Quelle est la vocation actuelle du Livret A ? « Préserver » le « pouvoir d’achat des épargnants » : des termes figurant dans la documentation de la Banque de France et régulièrement repris par les politiques à l’heure de fixer ce taux. Mi-2016, quand le gouvernement a renoncé à baisser la rémunération à 0,50%, c’était au prétexte de « maintenir un rendement satisfaisant pour les épargnants ». De ce point de vue, en cet été 2017, le maintien à 0,75% n'est pas satisfaisant car la rémunération est quasi identique à l’inflation, et cette dernière a été supérieure au taux du Livret A de janvier à mai 2017. Tout dépend donc de la future évolution de l'inflation...

Jeudi dernier, dans son communiqué, le ministre de l’Economie et des Finances Bruno Le Maire pointe lui « les taux de marché » qui « restent extrêmement faibles, voire négatifs pour les maturités les plus courtes ». En effet, selon l’indicateur cBanque, les livrets ordinaires des grands réseaux bancaires rapportent en moyenne 0,16% depuis janvier dernier, avec de très nombreux livrets stationnés à 0,10%.

Le difficile équilibre pouvoir d'achat-logement social

Par ailleurs, le taux du Livret A n’a pas uniquement un impact sur le portefeuille des épargnants. Outre les banques, qui doivent assurer cette rémunération, ce taux impacte le coût de la ressource des organismes de construction de HLM. Environ 60% des 270 milliards d’euros déposés sur les Livrets A en France sont ainsi centralisés auprès de la Caisse des dépôts (CDC), laquelle alloue très majoritairement ces fonds au financement du logement social. En juillet 2015, avant la baisse à 0,75%, le directeur général de la CDC critiquait ainsi une ressource trop coûteuse pour les organismes HLM.

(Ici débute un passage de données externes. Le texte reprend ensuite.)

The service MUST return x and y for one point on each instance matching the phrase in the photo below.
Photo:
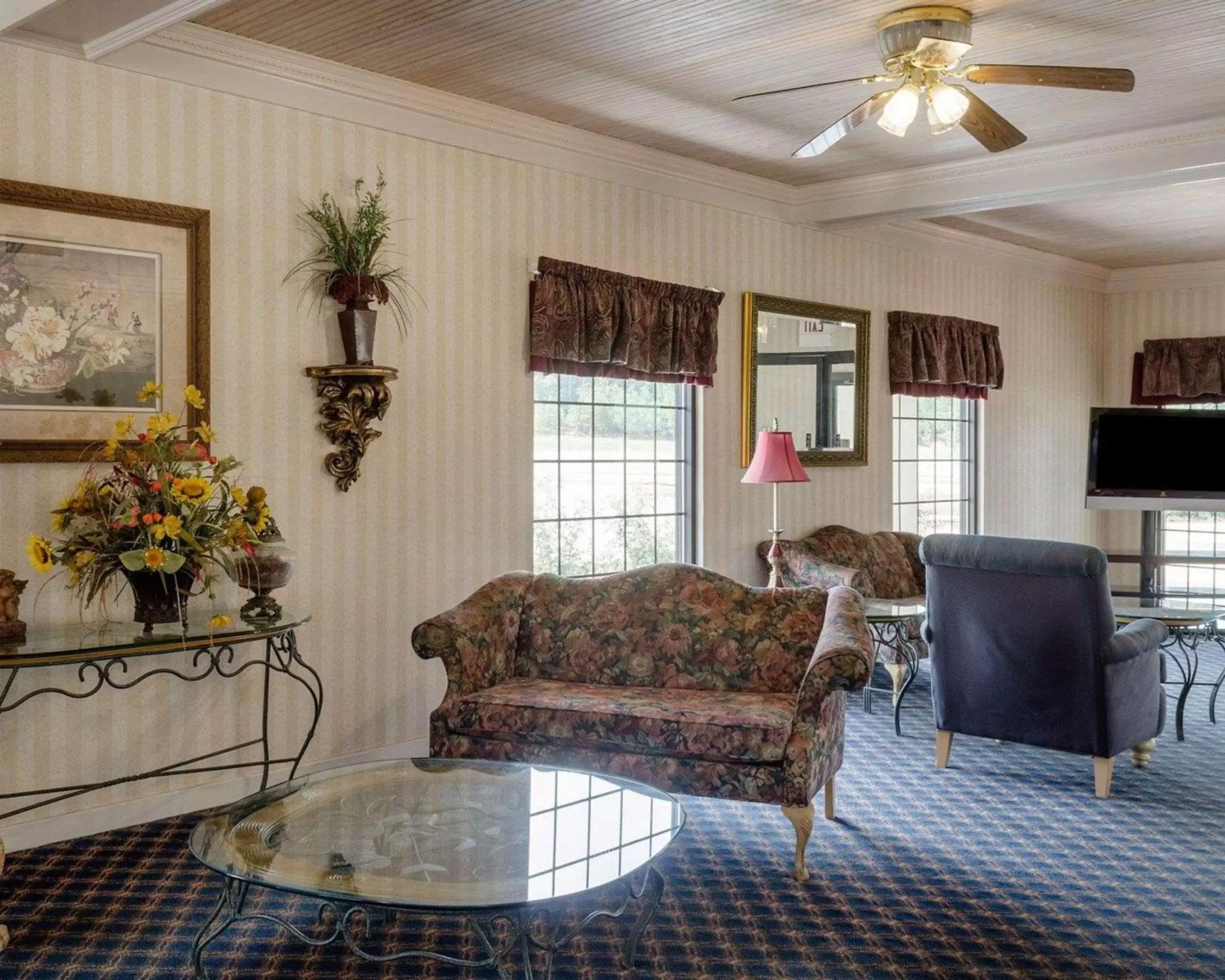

L’été dernier, quand le gouverneur de la Banque de France a appelé de ses vœux une nouvelle formule de calcul, il souhaitait respecter « le meilleur équilibre entre ces deux objectifs : bon financement du logement social, maintien d’une protection contre l’inflation ». Une nouvelle fois, la règle mathématique, même revue et corrigée, semble avoir échoué dans cette quête d’équilibre. Le taux du Livret A reste un sujet éminemment politique !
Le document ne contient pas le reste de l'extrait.